#29: BNNs and visual abstractions at NeurIPS 2019, and petabytes of climate data on Google Cloud
Hey everyone, welcome to Dynamically Typed #29! This week I’m shuffling the order of the newsletter around a bit. A ton happened in climate change AI—from solar panels in China to NOAA data dropping on Google Cloud—, and lots of research content came out of the the 33rd annual Neural Information Processing Systems (NeurIPS) conference—including some work from my coworkers at Plumerai. I’m focussing on those this week, and pushing productized AI stuff to the next issue. So without further ado, let’s dive straight in!
Artificial Intelligence for the Climate Crisis 🌍
A map of the over 500 large-scale solar power plants in China detected by SolarNet, which in total cover an area of 2,000 square kilometers.
Researchers from the Chinese WeBank AI Group published SolarNet, “a deep learning framework to map solar power plants in China from satellite imagery.” The paper contains quite a detailed overview of their methods, including their data source, network architecture, training procedure, and several examples of data points where their approach was successful and unsuccessful. (Their dataset and code are not available though.) This work is important because it can help track the deployment of solar parks over time in different regions, which is valuable information for the policymakers, investors, and power companies who are working on getting renewables quickly and efficiently. More:
- Paper by Hou et al. (2019) on arXiv: SolarNet: A Deep Learning Framework to Map Solar Power Plants In China From Satellite Imagery
- Open Climate Fix is also working on a similar project; see this post by Damien Tanner: Starting work on solar PV mapping
Google Cloud is now hosting several climate-related datasets in formats easily accessible to AI researchers and ML engineers.
The first dataset is the Coupled Model Intercomparison Project Phase 6 (CMIP6) data archive by the World Climate Research Programme, “aggregating the climate models created across approximately 30 working groups and 1,000 researchers investigating the urgent environmental problem of climate change.” CMIP6 includes historical data, models, high-resolution simulations of rare events covering…
[…] everything from forest transpiration in the Amazon rainforest and thunderstorms in the U.S. Midwest to the formation of meltwater ponds on Arctic sea ice. […] On Google Cloud, this dataset will be continuously updated and available to researchers around the globe to use for their own projects—without the constraints of downloading terabytes or even petabytes of data.
It’s very cool to see these data being made accessible at this scale, and I’m sure we’ll see more machine learning projects pop up built on top of them.
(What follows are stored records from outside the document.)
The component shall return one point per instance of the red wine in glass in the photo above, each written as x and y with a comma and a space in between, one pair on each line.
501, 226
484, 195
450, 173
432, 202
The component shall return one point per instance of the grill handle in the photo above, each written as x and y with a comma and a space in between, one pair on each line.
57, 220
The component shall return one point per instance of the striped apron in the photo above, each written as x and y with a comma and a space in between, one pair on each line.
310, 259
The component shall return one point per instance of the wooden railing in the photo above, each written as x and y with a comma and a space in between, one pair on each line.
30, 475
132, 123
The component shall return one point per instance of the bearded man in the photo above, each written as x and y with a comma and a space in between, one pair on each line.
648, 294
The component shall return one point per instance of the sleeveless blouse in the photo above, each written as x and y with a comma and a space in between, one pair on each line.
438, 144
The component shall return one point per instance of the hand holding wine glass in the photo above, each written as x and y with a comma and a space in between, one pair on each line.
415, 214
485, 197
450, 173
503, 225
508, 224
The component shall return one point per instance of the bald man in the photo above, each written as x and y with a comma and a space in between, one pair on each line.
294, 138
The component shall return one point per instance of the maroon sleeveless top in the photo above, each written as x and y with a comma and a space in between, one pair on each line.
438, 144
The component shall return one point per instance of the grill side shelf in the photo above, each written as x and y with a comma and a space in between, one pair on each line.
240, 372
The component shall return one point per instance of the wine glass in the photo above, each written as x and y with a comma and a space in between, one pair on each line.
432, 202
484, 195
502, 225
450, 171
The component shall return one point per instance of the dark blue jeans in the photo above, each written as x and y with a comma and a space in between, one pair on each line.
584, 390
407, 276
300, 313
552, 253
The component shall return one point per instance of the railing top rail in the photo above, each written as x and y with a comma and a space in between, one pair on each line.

Shane Glass for the Google Cloud blog: New climate model data now in Google Public Datasets.
The second dataset comes from the U.S. National Oceanic and Atmospheric Administration (NOAA), in the form of 5 petabytes of data including…
[…] real-time satellite imagery, more than 20 years’ worth of the National Water Model, historic storm event data, aggregated lighting strike data, precipitation data back to the 1700s, and data on shipping patterns dating back to the 1600s [and more].
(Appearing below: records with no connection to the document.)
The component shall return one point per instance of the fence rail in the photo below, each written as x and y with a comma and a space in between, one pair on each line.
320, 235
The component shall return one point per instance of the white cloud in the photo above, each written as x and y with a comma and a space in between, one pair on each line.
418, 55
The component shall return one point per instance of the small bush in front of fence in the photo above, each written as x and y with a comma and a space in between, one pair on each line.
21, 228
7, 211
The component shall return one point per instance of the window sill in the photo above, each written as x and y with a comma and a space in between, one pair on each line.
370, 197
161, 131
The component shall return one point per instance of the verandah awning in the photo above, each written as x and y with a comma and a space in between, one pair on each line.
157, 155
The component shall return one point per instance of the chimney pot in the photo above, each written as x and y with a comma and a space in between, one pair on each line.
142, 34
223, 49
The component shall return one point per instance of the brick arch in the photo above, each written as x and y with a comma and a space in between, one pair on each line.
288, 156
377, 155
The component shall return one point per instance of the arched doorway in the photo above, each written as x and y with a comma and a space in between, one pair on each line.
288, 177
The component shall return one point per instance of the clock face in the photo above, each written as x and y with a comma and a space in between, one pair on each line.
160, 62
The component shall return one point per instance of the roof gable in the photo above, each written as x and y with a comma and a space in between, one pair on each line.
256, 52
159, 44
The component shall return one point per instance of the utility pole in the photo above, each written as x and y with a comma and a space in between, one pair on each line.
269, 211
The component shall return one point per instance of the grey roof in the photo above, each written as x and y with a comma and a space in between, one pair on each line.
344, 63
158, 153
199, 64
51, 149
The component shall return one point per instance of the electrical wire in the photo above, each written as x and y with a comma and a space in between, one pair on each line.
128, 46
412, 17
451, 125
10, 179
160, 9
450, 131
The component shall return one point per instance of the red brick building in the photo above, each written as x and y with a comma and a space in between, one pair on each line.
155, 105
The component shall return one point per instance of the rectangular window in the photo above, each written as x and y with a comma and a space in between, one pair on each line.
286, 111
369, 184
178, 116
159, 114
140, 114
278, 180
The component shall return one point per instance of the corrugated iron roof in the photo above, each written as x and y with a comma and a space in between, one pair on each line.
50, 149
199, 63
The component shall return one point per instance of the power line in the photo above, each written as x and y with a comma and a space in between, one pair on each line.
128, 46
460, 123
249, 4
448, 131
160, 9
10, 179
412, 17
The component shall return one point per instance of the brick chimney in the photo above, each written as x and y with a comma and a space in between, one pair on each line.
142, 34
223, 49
The data will be available across Google products such as Cloud Storage and Kaggle. This makes them easily accessible to ML/AI researchers and engineers because they fit into our existing workflows, from competing in Kaggle competitions to pulling data from Google Cloud into our models using frameworks e.g. TensorFlow Datasets. Check out this second post on the Google Cloud blog by Shane Glass for examples of how the data could be used in ML models, including early wildfire detection and real-time disaster information services: Big data, big world: new NOAA datasets available on Google Cloud.
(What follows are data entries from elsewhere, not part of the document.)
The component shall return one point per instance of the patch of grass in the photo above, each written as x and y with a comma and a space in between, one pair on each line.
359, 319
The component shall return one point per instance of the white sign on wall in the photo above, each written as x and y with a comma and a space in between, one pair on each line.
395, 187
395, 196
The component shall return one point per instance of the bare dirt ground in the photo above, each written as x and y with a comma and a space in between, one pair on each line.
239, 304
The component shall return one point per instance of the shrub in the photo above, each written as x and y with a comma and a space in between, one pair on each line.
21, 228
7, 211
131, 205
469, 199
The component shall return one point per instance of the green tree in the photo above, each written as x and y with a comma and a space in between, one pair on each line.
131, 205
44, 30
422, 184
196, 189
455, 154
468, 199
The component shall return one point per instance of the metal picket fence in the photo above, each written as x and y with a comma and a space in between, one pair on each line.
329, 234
The Discover tab on Mattermore.
Mattermore is a community bringing people with data science skills together with organizations working on climate change. The platform has posts in several categories, including projects people are working on; people and organizations looking for help on projects; machine learning + climate job posts; and resources. In just a short time browsing through Mattermore, I’ve already found a ton of interesting projects, some of which I’ll cover in future editions of DT.
The platform is currently still in closed beta, but if you’re interested in applying your data science or machine learning skills to impactful climate projects, drop me an email and I’ll get you an invite link. In the meantime, you can learn more on their website: Mattermore - Data Science for the Climate.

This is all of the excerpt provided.